"Skandaliczne i podłe słowa". Duda pokazał w Krakowie, że nie ma granic w atakowaniu rywali
Andrzej Duda na finiszu kampanii wyborczej przesunął granicę w atakowaniu politycznych rywali. Urzędujący prezydent w niedzielę przemawiał w Krakowie, gdzie stwierdził, że poprzednia ekipa rządząca była gorsza od koronawirusa.
Prezydent nawiązywał do sytuacji gospodarczej w Polsce, a przy okazji odwoływał się do działań poprzedniej ekipy rządzącej, czyli wspomnianej przez niego koalicji PO-PSL.

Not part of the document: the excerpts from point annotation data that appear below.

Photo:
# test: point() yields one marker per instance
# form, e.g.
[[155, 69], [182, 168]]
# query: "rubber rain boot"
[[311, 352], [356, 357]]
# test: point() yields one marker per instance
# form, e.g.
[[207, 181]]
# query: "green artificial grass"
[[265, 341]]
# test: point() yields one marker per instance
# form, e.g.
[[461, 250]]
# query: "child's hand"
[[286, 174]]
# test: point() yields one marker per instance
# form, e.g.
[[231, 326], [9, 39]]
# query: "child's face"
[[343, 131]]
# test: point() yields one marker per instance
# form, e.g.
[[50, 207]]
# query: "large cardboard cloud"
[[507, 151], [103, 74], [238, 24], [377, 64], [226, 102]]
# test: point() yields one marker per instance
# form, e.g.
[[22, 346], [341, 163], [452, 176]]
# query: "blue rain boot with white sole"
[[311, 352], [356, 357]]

– W najgorszym momencie pandemii koronawirusa bezrobocie wzrosło do 6 procent, czyli było niższe niż wtedy, kiedy oni rządzili. Byli gorszym wirusem niż koronawirus - ocenił. Dla polskiej gospodarki byli gorsi niż koronawirus – podkreślał Duda.
Jego porównanie natychmiast wzbudziło emocje wśród internautów. Oburzenie słowami prezydenta wyraziła m.in. Iwona Hartwich, posłanka KO. Wielu komentujących nie ma wątpliwości, że prezydentowi nie wypadało użyć takiego sformułowania.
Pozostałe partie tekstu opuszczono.